The protests expose a deep rift in Egyptian politics. Morsi’s opponents accuse him of failing to deliver on economic promises or living up to pledges to represent all Egyptians. Backers say the opposition desires to topple Egypt’s first freely elected leader by undemocratic means.

In a televised address, Morsi warned that he would not hesitate to take action to stem the violence, and invited the nation’s political forces for talks to resolve the nation’s crisis.

Police have closed all the main roads and highways near Tahrir Square. Vehicles are not allowed to stop or wait near the square. The U.S. and British Embassies have closed offices and suspended public services.


Despite the protests and a sluggish economy, Arab banks see the crises in Egypt as an opportunity to invest in Egypt’s largest financial institutions. NBD, the UAE’s biggest bank, will buy France’s BNP Paribas operations in Egypt, the bank confirmed. The deal is scheduled to be finalized by the end of the first quarter in 2013.

Expert Ahmed Adam states, “Even with all the troubles clouding the current financial environment, Egypt is a significant economy in the Middle East, with huge potential.” Egypt’s banking sector came second among the highest profitable sectors on the Egypt stock market last year, and still appears to be a promising market.

Egyptian tourism is also on the rise, up 17% from 2012, but not yet at pre- revolution levels. Investor confidence is poised on next month’s parliamentary elections and a possible loan from the IMF. The ongoing power struggle is likely to keep tourists and investors on standby until the political and security risks are resolved.                                    
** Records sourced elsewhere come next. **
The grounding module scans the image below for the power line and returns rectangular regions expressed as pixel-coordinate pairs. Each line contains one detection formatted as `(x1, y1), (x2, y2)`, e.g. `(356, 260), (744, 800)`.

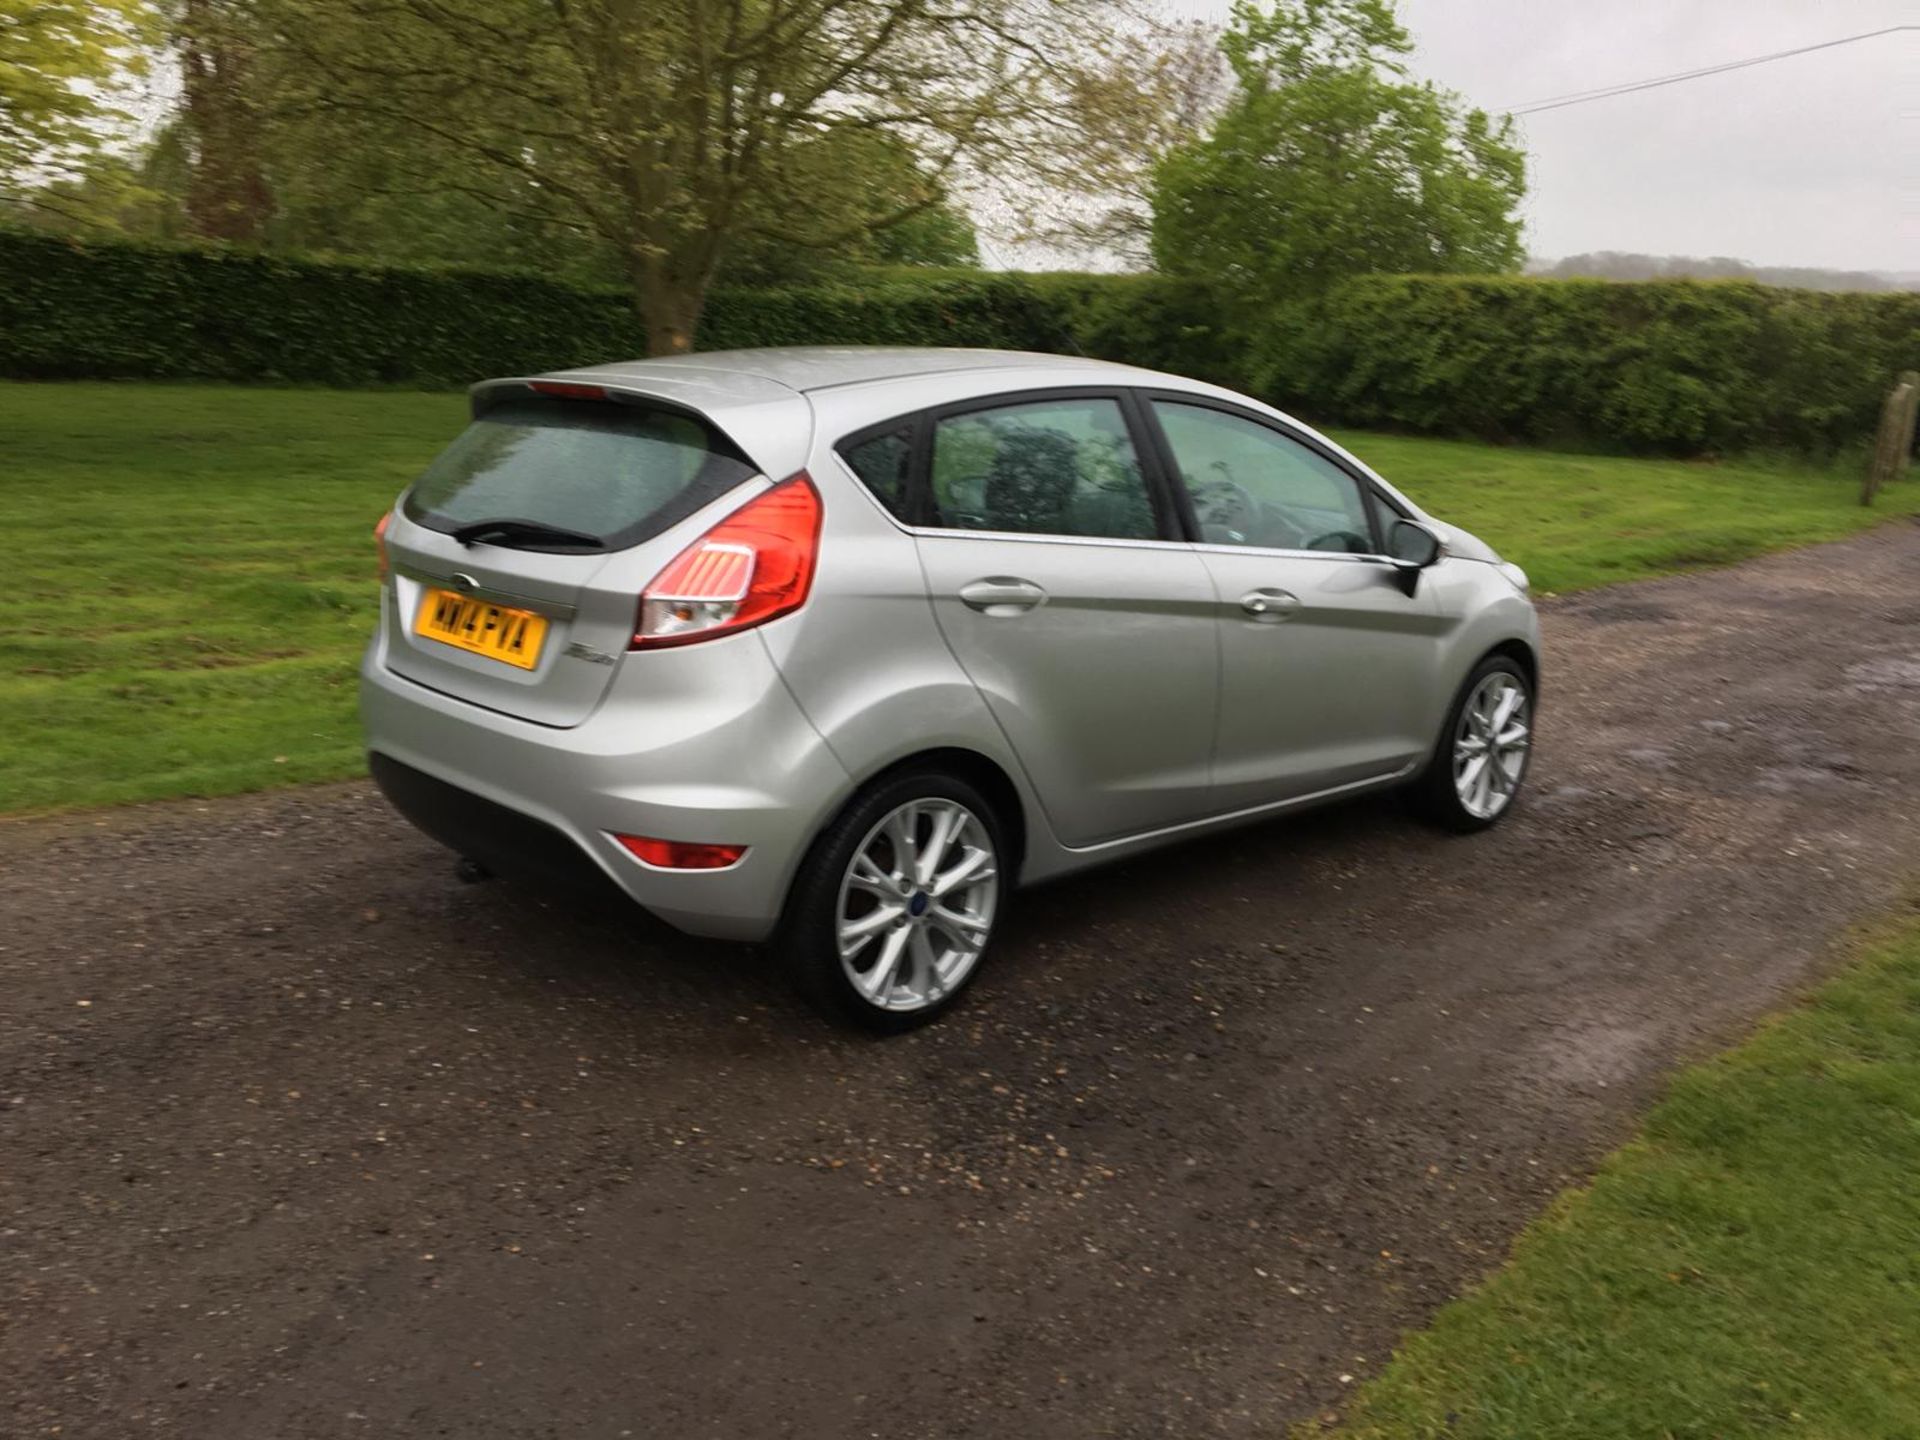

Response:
(1501, 26), (1913, 117)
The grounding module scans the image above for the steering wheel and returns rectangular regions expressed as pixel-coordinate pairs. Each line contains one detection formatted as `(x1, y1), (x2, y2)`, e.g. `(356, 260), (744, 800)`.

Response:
(1304, 528), (1372, 553)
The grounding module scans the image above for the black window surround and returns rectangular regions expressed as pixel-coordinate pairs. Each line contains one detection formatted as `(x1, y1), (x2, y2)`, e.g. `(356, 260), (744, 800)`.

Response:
(833, 385), (1406, 556)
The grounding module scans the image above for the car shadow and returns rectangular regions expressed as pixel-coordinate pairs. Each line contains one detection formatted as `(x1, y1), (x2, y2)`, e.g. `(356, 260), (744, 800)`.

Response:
(400, 788), (1429, 1043)
(1008, 791), (1419, 945)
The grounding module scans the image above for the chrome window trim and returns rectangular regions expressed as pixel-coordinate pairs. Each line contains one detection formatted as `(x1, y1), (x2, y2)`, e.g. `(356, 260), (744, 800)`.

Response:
(828, 384), (1426, 561)
(1188, 541), (1403, 566)
(902, 524), (1198, 553)
(834, 471), (1413, 563)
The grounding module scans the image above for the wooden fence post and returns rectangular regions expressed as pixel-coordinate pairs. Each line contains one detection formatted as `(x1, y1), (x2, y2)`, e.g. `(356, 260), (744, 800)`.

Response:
(1863, 371), (1920, 506)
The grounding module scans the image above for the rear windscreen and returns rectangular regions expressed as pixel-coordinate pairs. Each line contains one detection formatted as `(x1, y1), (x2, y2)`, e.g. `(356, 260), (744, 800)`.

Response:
(403, 397), (758, 551)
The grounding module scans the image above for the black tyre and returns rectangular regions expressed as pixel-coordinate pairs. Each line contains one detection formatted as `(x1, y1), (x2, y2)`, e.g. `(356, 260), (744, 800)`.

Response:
(778, 768), (1008, 1032)
(1409, 654), (1534, 833)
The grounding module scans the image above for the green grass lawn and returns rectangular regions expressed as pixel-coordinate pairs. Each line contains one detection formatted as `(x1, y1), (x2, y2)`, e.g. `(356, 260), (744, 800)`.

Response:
(1, 381), (1912, 814)
(1, 383), (464, 813)
(1327, 903), (1920, 1440)
(1323, 428), (1917, 594)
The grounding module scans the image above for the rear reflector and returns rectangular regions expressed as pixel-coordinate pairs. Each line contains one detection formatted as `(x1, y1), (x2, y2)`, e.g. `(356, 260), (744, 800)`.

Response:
(527, 380), (609, 401)
(633, 472), (822, 648)
(614, 835), (748, 870)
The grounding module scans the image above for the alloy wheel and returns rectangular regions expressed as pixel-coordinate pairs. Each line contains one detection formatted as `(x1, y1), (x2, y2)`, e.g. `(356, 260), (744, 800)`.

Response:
(835, 798), (999, 1012)
(1453, 671), (1531, 820)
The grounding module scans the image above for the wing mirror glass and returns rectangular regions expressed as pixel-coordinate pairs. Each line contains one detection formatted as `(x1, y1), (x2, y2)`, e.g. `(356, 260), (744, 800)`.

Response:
(1388, 518), (1442, 567)
(1386, 519), (1442, 594)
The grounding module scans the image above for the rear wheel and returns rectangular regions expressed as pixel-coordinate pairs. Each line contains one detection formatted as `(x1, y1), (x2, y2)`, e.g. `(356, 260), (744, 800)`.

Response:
(1411, 655), (1533, 832)
(780, 769), (1006, 1032)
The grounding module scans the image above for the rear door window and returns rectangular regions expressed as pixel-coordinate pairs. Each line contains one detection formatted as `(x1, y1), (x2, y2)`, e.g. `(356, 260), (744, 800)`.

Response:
(928, 397), (1160, 540)
(405, 397), (757, 552)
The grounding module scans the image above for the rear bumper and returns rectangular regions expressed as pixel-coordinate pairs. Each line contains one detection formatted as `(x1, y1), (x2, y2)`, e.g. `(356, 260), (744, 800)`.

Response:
(369, 753), (618, 899)
(358, 629), (851, 942)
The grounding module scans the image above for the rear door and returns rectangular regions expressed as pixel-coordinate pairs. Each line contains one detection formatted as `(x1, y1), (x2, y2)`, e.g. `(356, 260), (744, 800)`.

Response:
(902, 390), (1219, 847)
(379, 388), (768, 727)
(1142, 396), (1442, 810)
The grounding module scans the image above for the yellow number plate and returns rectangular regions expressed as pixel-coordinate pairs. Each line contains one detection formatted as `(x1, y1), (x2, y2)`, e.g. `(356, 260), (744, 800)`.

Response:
(414, 587), (549, 670)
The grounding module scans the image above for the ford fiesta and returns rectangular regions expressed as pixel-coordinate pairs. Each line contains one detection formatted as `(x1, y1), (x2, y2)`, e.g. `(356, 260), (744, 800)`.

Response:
(362, 348), (1539, 1029)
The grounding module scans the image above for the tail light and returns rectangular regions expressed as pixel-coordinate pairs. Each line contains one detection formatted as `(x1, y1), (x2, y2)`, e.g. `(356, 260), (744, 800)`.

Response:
(634, 473), (822, 648)
(375, 510), (392, 579)
(615, 834), (747, 870)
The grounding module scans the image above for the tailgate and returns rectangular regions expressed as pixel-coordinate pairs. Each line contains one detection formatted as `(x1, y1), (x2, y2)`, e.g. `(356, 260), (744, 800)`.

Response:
(378, 377), (806, 727)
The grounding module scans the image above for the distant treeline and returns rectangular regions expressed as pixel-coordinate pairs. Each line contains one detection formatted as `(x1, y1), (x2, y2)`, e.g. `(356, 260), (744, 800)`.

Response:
(1530, 252), (1913, 295)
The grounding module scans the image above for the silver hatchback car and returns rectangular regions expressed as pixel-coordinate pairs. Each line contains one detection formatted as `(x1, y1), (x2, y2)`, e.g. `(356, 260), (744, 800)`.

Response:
(362, 348), (1539, 1029)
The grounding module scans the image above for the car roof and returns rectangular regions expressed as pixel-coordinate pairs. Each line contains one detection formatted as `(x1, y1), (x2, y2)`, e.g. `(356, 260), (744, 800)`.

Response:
(482, 345), (1432, 524)
(546, 346), (1168, 396)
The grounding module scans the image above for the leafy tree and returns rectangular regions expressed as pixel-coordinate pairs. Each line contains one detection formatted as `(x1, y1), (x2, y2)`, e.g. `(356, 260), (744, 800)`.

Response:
(254, 103), (625, 281)
(39, 5), (979, 289)
(718, 131), (979, 284)
(258, 116), (978, 286)
(0, 0), (153, 219)
(1150, 0), (1524, 302)
(247, 0), (1122, 353)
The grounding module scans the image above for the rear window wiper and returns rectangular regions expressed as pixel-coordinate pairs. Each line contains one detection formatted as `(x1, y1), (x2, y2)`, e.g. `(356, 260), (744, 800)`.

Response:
(448, 517), (606, 551)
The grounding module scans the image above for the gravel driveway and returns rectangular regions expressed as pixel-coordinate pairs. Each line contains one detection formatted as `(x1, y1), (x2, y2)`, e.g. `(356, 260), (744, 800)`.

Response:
(7, 522), (1920, 1439)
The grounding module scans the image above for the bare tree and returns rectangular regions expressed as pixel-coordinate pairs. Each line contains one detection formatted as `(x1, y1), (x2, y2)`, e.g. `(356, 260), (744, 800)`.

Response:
(1013, 16), (1229, 267)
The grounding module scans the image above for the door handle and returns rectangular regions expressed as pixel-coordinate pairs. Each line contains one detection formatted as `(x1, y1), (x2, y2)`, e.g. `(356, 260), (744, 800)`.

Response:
(959, 577), (1047, 615)
(1240, 588), (1302, 621)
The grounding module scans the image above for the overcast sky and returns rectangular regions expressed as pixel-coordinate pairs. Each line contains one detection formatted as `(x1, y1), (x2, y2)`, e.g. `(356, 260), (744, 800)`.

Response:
(1163, 1), (1917, 272)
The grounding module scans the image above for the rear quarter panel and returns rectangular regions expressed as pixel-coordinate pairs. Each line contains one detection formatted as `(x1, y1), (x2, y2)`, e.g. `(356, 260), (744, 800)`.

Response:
(752, 401), (1051, 872)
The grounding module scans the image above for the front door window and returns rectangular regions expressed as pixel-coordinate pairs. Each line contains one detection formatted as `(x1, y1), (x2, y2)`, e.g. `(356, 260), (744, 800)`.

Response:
(1153, 402), (1375, 553)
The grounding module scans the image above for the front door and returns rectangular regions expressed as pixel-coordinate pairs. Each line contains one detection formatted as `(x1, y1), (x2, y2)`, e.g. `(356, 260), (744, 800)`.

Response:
(912, 393), (1219, 847)
(1145, 398), (1443, 811)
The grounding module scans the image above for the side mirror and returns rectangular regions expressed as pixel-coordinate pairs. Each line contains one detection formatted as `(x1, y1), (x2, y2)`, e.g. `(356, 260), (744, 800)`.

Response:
(1386, 518), (1443, 595)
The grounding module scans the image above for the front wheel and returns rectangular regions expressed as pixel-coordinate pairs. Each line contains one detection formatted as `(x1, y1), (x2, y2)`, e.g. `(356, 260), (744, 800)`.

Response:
(779, 769), (1006, 1032)
(1410, 655), (1534, 832)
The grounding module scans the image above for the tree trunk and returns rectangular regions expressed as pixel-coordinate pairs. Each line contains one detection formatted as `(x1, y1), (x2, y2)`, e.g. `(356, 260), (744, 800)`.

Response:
(179, 0), (274, 244)
(634, 257), (708, 357)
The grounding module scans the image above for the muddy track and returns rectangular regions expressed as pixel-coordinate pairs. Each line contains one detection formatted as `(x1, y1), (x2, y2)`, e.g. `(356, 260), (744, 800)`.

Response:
(6, 522), (1920, 1438)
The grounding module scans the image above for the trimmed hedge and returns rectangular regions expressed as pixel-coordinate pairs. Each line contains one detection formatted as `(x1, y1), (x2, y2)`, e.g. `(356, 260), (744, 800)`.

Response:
(1265, 274), (1920, 456)
(0, 230), (1090, 388)
(3, 228), (1915, 455)
(0, 231), (647, 388)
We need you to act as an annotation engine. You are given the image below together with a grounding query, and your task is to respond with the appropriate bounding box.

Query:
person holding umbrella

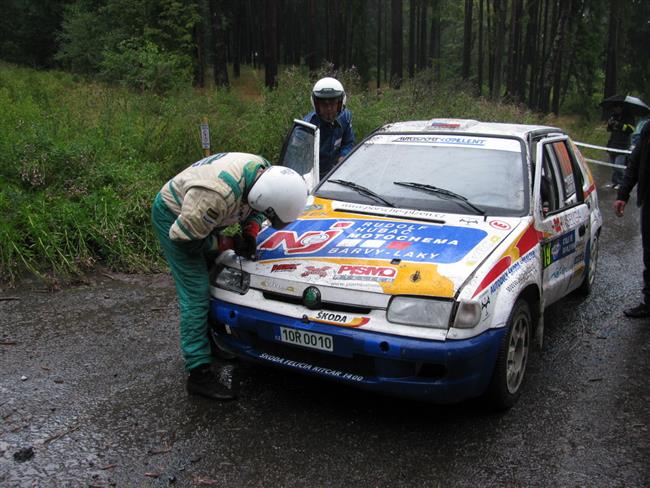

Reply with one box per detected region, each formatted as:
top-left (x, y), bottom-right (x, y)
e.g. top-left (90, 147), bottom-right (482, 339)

top-left (601, 95), bottom-right (650, 189)
top-left (605, 103), bottom-right (635, 189)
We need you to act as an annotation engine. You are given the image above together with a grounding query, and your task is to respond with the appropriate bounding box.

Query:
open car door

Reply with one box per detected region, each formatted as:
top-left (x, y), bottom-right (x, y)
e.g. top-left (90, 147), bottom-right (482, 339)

top-left (533, 135), bottom-right (591, 306)
top-left (278, 119), bottom-right (320, 192)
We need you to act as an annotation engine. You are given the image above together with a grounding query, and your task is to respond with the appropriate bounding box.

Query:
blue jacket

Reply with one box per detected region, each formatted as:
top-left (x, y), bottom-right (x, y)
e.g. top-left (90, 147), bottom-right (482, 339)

top-left (303, 108), bottom-right (355, 178)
Despite the protests in parts of Egypt, the UK Foreign and Commonwealth Office (FCO) has updated, but not changed travel advice. The FCO warns that demonstrations happen regularly across Egypt, often on Fridays. Some have been violent and resulted in deaths, and police may use tear gas for crowd control. In addition, disturbances in Cairo, Port Said, Suez, Ismalia and Alexandria have been violent. A state of emergency is in force in Port Said, Suez and Ismalia; the curfew is from 21:00 to 06:00, and is expected to remain in place until 26 February 2013.